Por: Rodrigo Fonseca | Especial para o Correio da Manhã

O uivo antropofágico de Luca Guadagnino

Timothée Chalamet é o canibal do longa de Guadagnino | Foto: Divulgação

Poema para poetas e sobreviventes, "O Uivo" (1956) golfava verdade ao cartografar a América que se redesenhava com fome de soberania, a partir da segunda metade do século XX, alheia a quem ficou pela beira do caminho, ao dizer, pela boca barbuda de Allen Ginsberg (1926-1997): "Eu vi as melhores cabeças da minha geração destruídas pela loucura…… famélicos histéricos nus, (...) pobreza, farrapos e olhos ocos e loucos sentaram fumando na escuridão sobrenatural dos apartamentos sem calefação flutuando pelos tetos das cidades, contemplando jazz".

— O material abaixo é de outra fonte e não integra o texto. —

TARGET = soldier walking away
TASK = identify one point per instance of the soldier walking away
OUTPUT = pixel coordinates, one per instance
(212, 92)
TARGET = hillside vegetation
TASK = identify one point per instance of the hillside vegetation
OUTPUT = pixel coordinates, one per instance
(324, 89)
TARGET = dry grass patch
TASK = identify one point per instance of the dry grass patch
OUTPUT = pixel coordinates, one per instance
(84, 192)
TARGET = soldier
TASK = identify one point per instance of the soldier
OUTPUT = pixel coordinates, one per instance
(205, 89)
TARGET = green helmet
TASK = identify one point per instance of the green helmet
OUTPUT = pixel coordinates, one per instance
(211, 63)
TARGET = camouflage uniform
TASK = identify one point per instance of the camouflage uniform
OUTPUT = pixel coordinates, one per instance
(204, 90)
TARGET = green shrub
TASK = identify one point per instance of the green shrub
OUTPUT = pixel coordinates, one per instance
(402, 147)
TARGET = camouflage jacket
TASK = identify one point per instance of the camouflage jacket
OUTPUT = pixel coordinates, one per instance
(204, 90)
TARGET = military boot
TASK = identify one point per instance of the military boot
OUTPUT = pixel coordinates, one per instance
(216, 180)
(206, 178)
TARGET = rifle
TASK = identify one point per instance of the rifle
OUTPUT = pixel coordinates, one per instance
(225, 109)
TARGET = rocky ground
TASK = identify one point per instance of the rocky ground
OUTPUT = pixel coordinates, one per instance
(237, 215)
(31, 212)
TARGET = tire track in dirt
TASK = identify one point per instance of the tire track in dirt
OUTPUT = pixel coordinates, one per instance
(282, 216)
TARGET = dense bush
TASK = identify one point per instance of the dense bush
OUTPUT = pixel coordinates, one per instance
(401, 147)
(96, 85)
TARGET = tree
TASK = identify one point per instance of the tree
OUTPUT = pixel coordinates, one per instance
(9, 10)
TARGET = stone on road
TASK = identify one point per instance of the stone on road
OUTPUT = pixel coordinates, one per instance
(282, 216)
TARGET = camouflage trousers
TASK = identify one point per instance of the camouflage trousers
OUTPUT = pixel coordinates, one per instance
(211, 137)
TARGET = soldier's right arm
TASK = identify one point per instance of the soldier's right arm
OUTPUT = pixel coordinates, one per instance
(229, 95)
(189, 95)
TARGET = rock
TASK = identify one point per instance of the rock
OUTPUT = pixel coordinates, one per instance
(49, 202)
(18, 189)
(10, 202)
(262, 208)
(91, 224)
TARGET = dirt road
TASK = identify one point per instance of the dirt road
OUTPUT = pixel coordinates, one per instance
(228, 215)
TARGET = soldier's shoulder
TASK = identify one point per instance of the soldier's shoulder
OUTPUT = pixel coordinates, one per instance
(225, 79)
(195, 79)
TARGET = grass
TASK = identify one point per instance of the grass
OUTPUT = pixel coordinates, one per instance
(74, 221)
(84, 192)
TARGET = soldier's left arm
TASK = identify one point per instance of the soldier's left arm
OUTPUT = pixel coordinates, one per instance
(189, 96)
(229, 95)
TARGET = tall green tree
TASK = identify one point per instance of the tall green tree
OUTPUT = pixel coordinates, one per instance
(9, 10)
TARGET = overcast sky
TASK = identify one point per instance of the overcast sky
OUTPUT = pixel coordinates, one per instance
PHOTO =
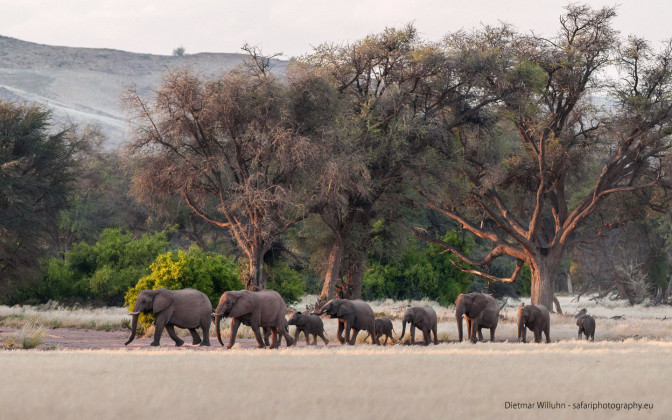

Esse é o clima, o da fossa beatnik (termo usado para descrever a literatura escrita com os pés pela geração de escritores e poetas errantes de Gisnberg), que encontramos nos EUA de "Até Os Ossos" ("Bones and All"), uma iguaria na obra (cada vez mais potente) do diretor italiano Luca Guadagnino. Ele volta às telas, hoje, com "Rivais", estrelado por Zendaya. Com tal lançamento, sua obra pregressa volta a despertar paixões.

Cinco anos depois de sua consagração com "Me Chame Pelo Seu Nome" (Oscar de Melhor Roteiro Adaptado em 2018), o cineasta retomou parceria com Timothée Chalamet, um ator inquieto, a fim de desatar o nó autoral de sua filmografia: o desejo de "devorar" o outro. No idílico drama romântico que a Academia de Artes e Ciências Cinematográficas de Hollywood premiou, Chalamet devorava a ideia de um amor perfeito, atirando-se nos braços de um orientando de seu pai.

Em "Suspiria" (2018), impecável remake que fez do cult lançado por Dario Argento em 1977, Guadagnino mostrava mulheres devorando almas, num ritual de bruxaria adequado à Guerra Fria. Na série "We Are Who We Are" (2020), ele mostrava jovens se refestelando no apetite voraz pela descoberta, alimentando-se de experiências e desilusões.

Agora, nessa adaptação do romance homônimo de Camille DeAngelis, roteirizada por David Kajganich, "devorar" significa comer carne de gente. Mas leia "canibalismo" como sendo um manifesto antropofágico. E poético.

Laureado no Festival de Veneza, em setembro, com o Prêmio de Melhor Direção e o troféu Marcello Mastroianni de Melhor Intérprete Revelação, conferido à interpretação algébrica da atriz Taylor Russell, "Até os Ossos" apresenta ao cinema uma nova raça de seres fantásticos: os Devoradores. Não confunda essa "espécie" com o Dr. Hannibal Lecter, o psicanalista vivido por Anthony Hopkins em "O Silêncio dos Inocentes" (1991) ou com o psicopata da série "Dahmer: Um Canibal Americano", lançada este ano pela Netflix.

Esses dois têm a compulsão de comer pessoas como reflexo de uma fratura perversa em sua psiquê. Os Devoradores de Guadagnino, entre eles a jovem Maren (Taylor) e o on the road Lee (Chalamet), são como vampiros: têm uma necessidade biológica de se alimentar de carne humana para sobreviverem. E têm uma série de habilidades inerentes a essa fome insaciável, como um olfato apurado.

O que Guadagnino propõe a partir dessa premissa da ordem do Sobrenatural é uma mistura de terror, filme de amor (daqueles de suspirar) e road movie. É um cruzamento beat de "Terra de Ninguém" ("Badlands", 1973), de Terrence Malick, com "Fome de Viver" ("The Hunger", 1983), de Tony Scott (1944-2012).

Do primeiro, o cineasta toma emprestado o espírito cartográfico de estudar uma América profunda (e falida), com um casal alienado das normas morais, não por rebeldia teen, mas por uma insatisfação essencial. De Scott, ele pega emprestado sofisticação e um existencialismo melancólico. Não por acaso, usa "Atmosphere", do Joy Division.

Em sua fotografia, assinada por Arseni Khachaturan (de "Beginning"), vemos o interior dos EUA num vazio pleno, num desolamento de cidade fantasma. Desse mundo desolado brota um monstro, Sully, um Devorador carente que Mark Rylance constrói nas raias do esplendor, a fim de nos lembrar que estamos, sim, diante de um thriller de horror. O horror da insaciabilidade. E ela uiva.